# dfdx: shape checked deep learning in rust
[](https://crates.io/crates/dfdx)
[](https://docs.rs/dfdx)
[](https://codecov.io/gh/coreylowman/dfdx)
[](https://discord.gg/AtUhGqBDP5)
Ergonomics & safety focused deep learning in Rust.
**Still in pre-alpha state. The next few releases are planned to be breaking releases.**
Features at a glance:
1. Const generic tensor library with tensors up to 4d!
2. Shape and type checked at compile time.
3. A large library of tensor operations (including matmuls, convolutions, and shape transformations)
4. Safe & easy to use neural network building blocks (including `Linear`, `Conv2D`, and `Transformer`).
5. Standard deep learning optimizers such as Sgd and Adam.
6. Reverse mode auto differentiation[1] implementation.
7. Serialization to/from `.npy` and `.npz` for transferring models to/from python.

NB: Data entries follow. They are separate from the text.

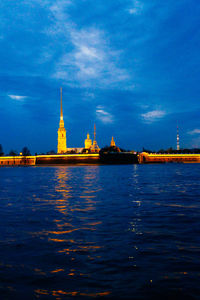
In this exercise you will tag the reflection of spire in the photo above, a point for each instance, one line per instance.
(94, 132)
(61, 111)
(112, 144)
(178, 146)
(95, 147)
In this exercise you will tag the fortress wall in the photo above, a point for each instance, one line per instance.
(17, 161)
(164, 158)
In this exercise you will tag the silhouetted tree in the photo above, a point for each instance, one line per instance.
(1, 150)
(13, 153)
(26, 151)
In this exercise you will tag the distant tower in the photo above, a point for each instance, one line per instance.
(88, 142)
(112, 143)
(62, 141)
(95, 147)
(178, 145)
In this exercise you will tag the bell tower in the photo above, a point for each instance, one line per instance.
(62, 141)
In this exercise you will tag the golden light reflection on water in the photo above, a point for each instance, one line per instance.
(73, 229)
(59, 293)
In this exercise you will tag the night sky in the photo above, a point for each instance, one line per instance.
(132, 67)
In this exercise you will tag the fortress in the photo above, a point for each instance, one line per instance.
(89, 154)
(62, 139)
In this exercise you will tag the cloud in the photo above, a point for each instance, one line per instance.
(91, 62)
(194, 131)
(17, 97)
(103, 115)
(137, 7)
(153, 115)
(85, 58)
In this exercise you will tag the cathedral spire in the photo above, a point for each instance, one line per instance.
(177, 139)
(62, 140)
(61, 111)
(94, 132)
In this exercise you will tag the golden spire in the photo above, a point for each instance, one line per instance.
(112, 144)
(94, 132)
(61, 111)
(62, 140)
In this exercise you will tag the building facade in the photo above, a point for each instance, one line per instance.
(62, 140)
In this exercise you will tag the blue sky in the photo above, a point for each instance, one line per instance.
(130, 66)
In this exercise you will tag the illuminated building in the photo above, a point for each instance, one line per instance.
(112, 143)
(62, 141)
(88, 142)
(178, 145)
(95, 147)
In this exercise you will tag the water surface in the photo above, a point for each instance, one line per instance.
(111, 232)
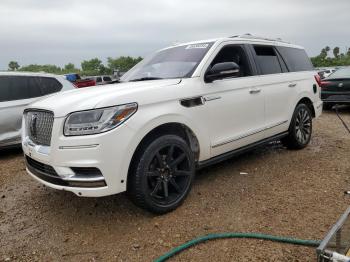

`dfdx` is on [crates.io](https://crates.io/crates/dfdx)! Use by adding this to your `Cargo.toml`:
```toml
dfdx = "0.10.0"
```
See the documentation at [docs.rs/dfdx](https://docs.rs/dfdx).
[1] https://en.wikipedia.org/wiki/Automatic_differentiation#Reverse_accumulation
## Design Goals
1. Ergonomics the whole way down (both frontend interface & internals).
2. Check as much at compile time as possible (i.e. don't compile if something is not correct).
3. Maximize performance.
4. Minimize unsafe code[1]
5. Minimize Arc/Rc and RefCells used in internal code[2]
[1] Currently the only unsafe calls are for matrix multiplication, and instantiating large arrays directly on the heap.
[2] The only things that use `Arc` are tensors to store their data. `Arc` is used instead of `Box` to reduce
allocations when tensors are cloned.
## BLAS libraries
The [matrixmultiply crate](https://crates.io/crates/matrixmultiply) is the default BLAS library. **You don't need
to do download/install anything for this to work!**
To link to the `Intel MKL` libraries (assuming you installed it already) use the `intel-mkl` feature.
## API Preview
Check [examples/](examples/) for more details.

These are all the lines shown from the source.